At Leipzig, Engel was taught by Klein who recognised that he was the right man to assist Lie. At Klein's suggestion Engel went to work with Lie in Christiania (now Oslo) from 1884 until 1885. In 1885 Engel's Habilitation thesis was accepted by Leipzig and he became a lecturer there. The year after Engel returned to Leipzig from Christiania, Lie was appointed to succeed Klein and the collaboration of Lie and Engel continued.
In 1889 Engel was promoted to assistant professor and, ten years later he was promoted to associate professor. In 1904 he accepted the chair of mathematics at Greifswald when his friend Eduard Study resigned the chair. Engel's final post was the chair of mathematics at Giessen which he accepted in 1913 and he remained there for the rest of his life. In 1931 he retired from the university but continued to work in Giessen.
The collaboration between Engel and Lie led to Theorie der Transformationsgruppen a work on three volumes published between 1888 and 1893. This work was:-
... prepared by S Lie with the cooperation of F Engel...In many ways it was Engel who put Lie's ideas into a coherent form and made them widely accessible.

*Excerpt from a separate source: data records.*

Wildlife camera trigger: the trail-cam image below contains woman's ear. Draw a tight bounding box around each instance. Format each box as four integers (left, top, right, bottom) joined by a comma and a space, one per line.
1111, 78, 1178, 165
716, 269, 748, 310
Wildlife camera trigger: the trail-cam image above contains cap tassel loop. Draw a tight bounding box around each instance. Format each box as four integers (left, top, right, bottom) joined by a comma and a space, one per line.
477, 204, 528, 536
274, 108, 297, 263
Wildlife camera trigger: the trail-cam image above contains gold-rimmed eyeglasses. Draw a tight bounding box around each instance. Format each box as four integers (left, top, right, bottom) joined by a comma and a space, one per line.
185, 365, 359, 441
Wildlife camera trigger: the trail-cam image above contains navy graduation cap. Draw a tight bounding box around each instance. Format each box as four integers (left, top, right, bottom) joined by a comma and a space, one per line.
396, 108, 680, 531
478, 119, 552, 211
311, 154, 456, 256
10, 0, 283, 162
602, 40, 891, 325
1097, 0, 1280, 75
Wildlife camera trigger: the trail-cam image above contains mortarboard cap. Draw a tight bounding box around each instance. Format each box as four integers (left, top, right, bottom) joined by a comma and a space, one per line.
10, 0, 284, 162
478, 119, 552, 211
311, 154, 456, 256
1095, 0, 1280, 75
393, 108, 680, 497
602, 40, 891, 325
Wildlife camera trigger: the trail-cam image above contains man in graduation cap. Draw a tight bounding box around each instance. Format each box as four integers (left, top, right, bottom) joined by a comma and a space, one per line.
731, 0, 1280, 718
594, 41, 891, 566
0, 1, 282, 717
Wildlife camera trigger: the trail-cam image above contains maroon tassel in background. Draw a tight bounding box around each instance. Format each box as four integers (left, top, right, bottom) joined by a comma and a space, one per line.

From 1922 to 1937 Engel published Lie's collected works in six volumes and prepared a seventh (which in fact was not published until 1960). In [1] Engel's efforts in producing Lie's collected works are described as:-
... an exceptional service to mathematics in particular, and scholarship in general. Lie's peculiar nature made it necessary for his works to be elucidated by one who knew them intimately and thus Engel's 'Annotations' completed in scope with the text itself.Engel also edited Hermann Grassmann's complete works and really only after this was published did Grassmann get the fame which his work deserved. Engel collaborated with Stäckel in studying the history of non-euclidean geometry. He also wrote on continuous groups and partial differential equations, translated works of Lobachevsky from Russian to German, wrote on discrete groups, Pfaffian equations and other topics.
He received many honours for his work including the Lobachevsky Gold Medal and the Norwegian Order of St Olaf. In addition he was awarded an honorary doctorate from the University of Oslo.